Daniel Tan comments on Daniel Tan’s Shortform

Daniel Tan 30 Dec 2024 19:46 UTC
1 point
0
I agree, but my point was more of “how would we distinguish this scenario from the default assumption that the interp methods aren’t good enough yet”? How can we make a method-agnostic argument that the model is somehow interpretable?

It’s possible there’s no way to do this, which bears thinking about
- Mateusz Bagiński 30 Dec 2024 21:01 UTC
  2 points
  0
  Parent
  Something like “We have mapped out the possible human-understandable or algorithmically neat descriptions of the network’s behavior sufficiently comprehensively and sampled from this space sufficiently comprehensively to know that the probability that there’s a description of its behavior that is meaningfully shorter than the shortest one of the ones that we’ve found is at most $ϵ$ .”.

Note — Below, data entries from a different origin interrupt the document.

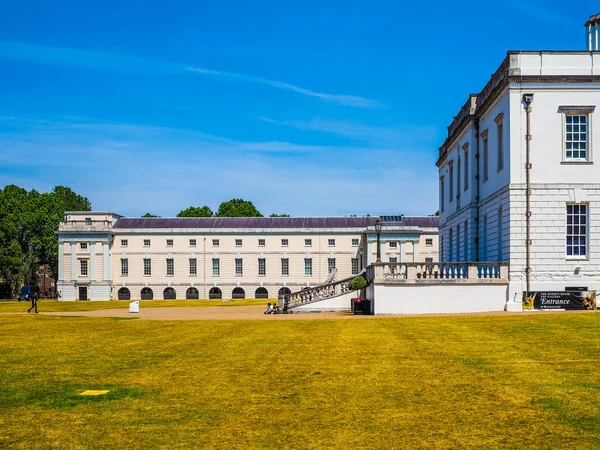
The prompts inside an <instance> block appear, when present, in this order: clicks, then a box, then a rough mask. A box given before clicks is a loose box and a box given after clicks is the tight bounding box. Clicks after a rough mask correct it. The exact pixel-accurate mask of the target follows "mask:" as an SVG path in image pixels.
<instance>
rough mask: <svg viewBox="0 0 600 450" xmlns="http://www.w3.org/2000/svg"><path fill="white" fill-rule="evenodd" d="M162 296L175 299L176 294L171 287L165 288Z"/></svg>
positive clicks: (167, 299) (173, 289)
mask: <svg viewBox="0 0 600 450" xmlns="http://www.w3.org/2000/svg"><path fill="white" fill-rule="evenodd" d="M163 298H164V299H165V300H175V298H177V294H176V293H175V289H173V288H166V289H165V290H164V291H163Z"/></svg>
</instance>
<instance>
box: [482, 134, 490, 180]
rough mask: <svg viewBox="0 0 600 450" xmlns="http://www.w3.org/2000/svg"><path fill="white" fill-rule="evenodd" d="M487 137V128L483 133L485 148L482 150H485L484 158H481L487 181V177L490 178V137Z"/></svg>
mask: <svg viewBox="0 0 600 450" xmlns="http://www.w3.org/2000/svg"><path fill="white" fill-rule="evenodd" d="M487 137H488V132H487V130H486V131H484V132H483V133H481V140H482V144H483V145H482V147H483V150H482V152H483V158H481V159H482V162H481V164H482V166H483V170H482V172H483V181H487V179H488V166H489V164H488V161H489V150H488V139H487Z"/></svg>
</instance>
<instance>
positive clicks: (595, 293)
mask: <svg viewBox="0 0 600 450" xmlns="http://www.w3.org/2000/svg"><path fill="white" fill-rule="evenodd" d="M523 309H525V310H526V309H596V291H539V292H523Z"/></svg>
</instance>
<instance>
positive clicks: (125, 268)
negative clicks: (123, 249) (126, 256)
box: [121, 258, 129, 277]
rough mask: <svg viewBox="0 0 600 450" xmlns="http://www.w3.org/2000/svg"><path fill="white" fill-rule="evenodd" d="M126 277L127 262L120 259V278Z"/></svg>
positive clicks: (127, 268) (128, 273) (126, 260)
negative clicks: (120, 263) (120, 261)
mask: <svg viewBox="0 0 600 450" xmlns="http://www.w3.org/2000/svg"><path fill="white" fill-rule="evenodd" d="M127 275H129V260H128V259H127V258H121V276H124V277H126V276H127Z"/></svg>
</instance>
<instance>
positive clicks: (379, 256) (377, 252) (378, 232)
mask: <svg viewBox="0 0 600 450" xmlns="http://www.w3.org/2000/svg"><path fill="white" fill-rule="evenodd" d="M375 233H377V261H376V262H381V239H380V236H381V220H379V217H378V218H377V220H376V221H375Z"/></svg>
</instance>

  - Daniel Tan 31 Dec 2024 4:42 UTC
    1 point
    0
    Parent
    Yeah, seems hard
    
    I’m not convinced that you can satisfy either of those “sufficiently comprehensively” such that you’d be comfortable arguing your model is not somehow interpretable
    - Mateusz Bagiński 31 Dec 2024 6:26 UTC
      2 points
      1
      Parent
      I’m not claiming it’s feasible (within decades). That’s just what a solution might look like.